Le chercheur James Forshaw, connu pour ses travaux sur Internet Explorer, s’était distingué en empochant la récompense maximale de 100 000 dollars pour une vulnérabilité critique… et une technique d’exploitation dite, à l’époque, « réellement novatrice ».

Pour ce qui est de Windows 10, Microsoft pourra sortir le porte-monnaie pour toute brèche « importante » ou « critique » susceptible d’occasionner l’exécution distante de code, une élévation de privilèges ou une atteinte à la vie privée.

Ne pourront toutefois prétendre aux 250 000 dollars que les chercheurs qui repéreront des vulnérabilités critiques dans Hyper-V, également sur Windows Server 2012 et 2012 R2.

Outre l’hyperviseur, pour lequel le ticket minimum sera de 5 000 dollars, deux autres projets font l’objet d’une attention particulière : le navigateur Edge et son mode ultra-sécurisé Windows Defender Application Guard.
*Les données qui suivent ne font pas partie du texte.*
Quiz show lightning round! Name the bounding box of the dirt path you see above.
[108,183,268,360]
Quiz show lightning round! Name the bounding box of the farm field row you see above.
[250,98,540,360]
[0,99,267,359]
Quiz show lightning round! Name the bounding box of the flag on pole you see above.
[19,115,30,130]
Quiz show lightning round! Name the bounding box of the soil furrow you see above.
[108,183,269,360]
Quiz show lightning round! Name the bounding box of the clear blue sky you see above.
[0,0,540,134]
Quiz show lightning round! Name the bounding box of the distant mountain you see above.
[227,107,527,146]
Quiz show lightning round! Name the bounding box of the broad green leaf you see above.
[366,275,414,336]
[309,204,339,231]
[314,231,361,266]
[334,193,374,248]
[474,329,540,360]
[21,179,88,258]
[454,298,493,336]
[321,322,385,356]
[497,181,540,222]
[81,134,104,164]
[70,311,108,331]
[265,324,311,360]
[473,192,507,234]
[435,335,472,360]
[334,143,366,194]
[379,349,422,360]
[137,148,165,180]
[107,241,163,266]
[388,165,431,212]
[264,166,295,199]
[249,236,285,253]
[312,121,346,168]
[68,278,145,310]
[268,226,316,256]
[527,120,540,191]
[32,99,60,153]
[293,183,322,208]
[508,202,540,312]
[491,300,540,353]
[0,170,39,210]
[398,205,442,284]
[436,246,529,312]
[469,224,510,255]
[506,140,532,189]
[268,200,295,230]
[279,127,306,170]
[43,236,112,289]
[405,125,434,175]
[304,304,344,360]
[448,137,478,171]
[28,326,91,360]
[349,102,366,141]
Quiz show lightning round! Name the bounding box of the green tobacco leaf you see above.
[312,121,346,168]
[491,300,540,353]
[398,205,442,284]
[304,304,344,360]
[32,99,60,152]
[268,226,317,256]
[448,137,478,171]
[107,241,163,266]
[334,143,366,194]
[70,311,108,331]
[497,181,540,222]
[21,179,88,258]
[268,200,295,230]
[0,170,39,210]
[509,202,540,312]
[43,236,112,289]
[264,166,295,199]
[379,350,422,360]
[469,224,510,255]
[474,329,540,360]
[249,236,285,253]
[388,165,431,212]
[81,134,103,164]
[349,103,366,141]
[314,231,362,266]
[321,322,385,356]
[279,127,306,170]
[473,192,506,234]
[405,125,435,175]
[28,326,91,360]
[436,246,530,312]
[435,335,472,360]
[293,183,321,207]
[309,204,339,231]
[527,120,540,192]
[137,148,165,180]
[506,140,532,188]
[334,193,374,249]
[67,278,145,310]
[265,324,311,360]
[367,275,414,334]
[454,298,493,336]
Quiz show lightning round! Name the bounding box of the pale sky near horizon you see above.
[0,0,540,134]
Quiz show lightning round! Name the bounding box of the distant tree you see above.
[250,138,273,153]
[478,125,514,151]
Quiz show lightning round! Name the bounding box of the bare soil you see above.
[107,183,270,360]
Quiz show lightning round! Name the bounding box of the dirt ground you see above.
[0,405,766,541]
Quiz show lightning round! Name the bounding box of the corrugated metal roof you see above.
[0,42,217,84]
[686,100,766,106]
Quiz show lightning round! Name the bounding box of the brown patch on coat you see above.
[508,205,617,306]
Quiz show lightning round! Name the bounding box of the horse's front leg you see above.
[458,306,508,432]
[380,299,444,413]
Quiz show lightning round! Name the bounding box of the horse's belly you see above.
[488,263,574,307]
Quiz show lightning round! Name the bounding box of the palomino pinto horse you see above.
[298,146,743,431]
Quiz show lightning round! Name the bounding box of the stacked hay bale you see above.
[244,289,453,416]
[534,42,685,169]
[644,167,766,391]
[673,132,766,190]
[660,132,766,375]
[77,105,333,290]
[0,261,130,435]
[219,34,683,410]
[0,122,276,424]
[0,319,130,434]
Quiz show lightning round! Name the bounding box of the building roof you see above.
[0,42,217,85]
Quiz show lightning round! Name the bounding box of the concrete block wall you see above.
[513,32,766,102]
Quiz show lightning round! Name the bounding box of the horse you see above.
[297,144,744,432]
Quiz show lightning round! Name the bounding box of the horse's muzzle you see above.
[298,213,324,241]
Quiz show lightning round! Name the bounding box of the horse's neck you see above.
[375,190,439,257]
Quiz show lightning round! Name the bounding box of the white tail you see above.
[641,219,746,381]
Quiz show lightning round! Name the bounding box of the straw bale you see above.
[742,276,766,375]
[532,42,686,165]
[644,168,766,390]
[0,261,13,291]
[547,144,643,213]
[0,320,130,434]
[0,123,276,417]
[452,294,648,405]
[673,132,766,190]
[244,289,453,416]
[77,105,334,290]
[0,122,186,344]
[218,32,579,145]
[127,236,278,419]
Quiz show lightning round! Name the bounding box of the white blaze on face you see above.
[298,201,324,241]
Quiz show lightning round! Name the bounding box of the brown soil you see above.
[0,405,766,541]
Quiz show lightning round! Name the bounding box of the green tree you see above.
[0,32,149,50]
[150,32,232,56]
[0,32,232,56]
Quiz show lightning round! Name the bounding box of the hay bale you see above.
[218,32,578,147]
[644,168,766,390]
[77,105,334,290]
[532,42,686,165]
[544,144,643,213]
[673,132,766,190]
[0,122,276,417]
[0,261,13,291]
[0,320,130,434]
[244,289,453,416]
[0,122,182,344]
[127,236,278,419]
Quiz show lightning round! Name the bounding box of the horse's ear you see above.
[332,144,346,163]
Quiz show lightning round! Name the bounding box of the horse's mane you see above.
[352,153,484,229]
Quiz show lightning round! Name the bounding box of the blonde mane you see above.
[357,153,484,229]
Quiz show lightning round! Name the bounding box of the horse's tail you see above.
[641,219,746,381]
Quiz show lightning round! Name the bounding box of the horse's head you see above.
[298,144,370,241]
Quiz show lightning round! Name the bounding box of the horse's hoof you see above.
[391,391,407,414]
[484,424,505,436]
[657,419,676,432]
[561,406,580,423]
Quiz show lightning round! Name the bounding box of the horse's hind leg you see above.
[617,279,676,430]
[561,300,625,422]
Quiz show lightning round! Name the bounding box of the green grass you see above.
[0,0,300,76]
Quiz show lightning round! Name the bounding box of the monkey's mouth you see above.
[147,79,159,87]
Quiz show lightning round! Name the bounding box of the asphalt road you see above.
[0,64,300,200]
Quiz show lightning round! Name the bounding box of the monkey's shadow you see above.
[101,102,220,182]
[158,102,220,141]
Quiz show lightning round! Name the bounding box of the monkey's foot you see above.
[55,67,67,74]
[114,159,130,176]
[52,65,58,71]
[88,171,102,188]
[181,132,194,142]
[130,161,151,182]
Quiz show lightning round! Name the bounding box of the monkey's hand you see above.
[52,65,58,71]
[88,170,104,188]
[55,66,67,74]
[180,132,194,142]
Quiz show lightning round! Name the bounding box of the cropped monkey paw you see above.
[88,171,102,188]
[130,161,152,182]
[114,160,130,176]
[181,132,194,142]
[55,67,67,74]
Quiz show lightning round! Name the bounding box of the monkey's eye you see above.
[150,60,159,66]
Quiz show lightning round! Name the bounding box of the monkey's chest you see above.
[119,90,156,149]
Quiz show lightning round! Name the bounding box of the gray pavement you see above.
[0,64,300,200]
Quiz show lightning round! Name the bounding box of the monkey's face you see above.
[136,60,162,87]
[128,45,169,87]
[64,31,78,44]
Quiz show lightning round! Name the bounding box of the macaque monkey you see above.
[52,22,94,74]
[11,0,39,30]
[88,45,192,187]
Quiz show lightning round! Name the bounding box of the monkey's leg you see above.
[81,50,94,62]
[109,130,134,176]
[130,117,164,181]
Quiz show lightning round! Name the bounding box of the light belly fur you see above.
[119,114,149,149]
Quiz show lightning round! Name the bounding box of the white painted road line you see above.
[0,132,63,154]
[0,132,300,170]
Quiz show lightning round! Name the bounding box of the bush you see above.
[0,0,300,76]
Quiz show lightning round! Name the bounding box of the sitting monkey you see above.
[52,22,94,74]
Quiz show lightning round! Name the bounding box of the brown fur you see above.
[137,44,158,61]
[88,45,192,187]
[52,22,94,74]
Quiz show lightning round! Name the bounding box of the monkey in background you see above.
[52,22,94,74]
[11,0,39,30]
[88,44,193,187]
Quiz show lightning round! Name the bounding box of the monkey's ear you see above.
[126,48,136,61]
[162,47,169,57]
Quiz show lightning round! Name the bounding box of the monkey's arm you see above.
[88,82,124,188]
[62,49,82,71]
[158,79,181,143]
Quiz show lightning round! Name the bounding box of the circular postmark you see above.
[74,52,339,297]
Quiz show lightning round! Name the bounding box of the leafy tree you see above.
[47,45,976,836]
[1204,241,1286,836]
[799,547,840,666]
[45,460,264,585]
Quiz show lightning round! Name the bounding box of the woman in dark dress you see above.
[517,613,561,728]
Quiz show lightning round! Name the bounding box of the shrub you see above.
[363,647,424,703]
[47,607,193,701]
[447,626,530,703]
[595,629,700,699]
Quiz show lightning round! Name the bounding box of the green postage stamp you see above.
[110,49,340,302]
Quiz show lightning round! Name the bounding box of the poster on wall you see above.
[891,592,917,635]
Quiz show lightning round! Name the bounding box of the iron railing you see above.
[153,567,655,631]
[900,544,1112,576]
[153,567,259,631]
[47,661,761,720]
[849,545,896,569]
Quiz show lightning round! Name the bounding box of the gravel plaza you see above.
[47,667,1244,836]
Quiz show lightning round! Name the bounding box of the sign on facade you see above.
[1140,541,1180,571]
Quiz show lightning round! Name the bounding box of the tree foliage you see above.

Les autres bugs repérés dans Windows 10 – y compris dans l’Insider Preview – seront récompensés dans la fourchette de 500 à 15 000 dollars, avec quelques règles particulières. Entre autres, un plafonnement à 10 % maximum du montant prévu pour les chercheurs qui découvriraient une faille déjà trouvée par les équipes de Microsoft, mais non dévoilée.

D’autres programmes Bounty sont en cours chez l’éditeur.

Certains n’ont pas de date de fin, à l’image des appels aux techniques d’exploitation « originales » contre des protections intégrées à Windows et aux rapports sur les failles liées à certains services Azure ou Office 365. D’autres sont limités dans le temps, à l’instar de celui axé sur l’exécution de code à distance via Edge (début le 4 août 2016 ; fin le 15 mai 2017).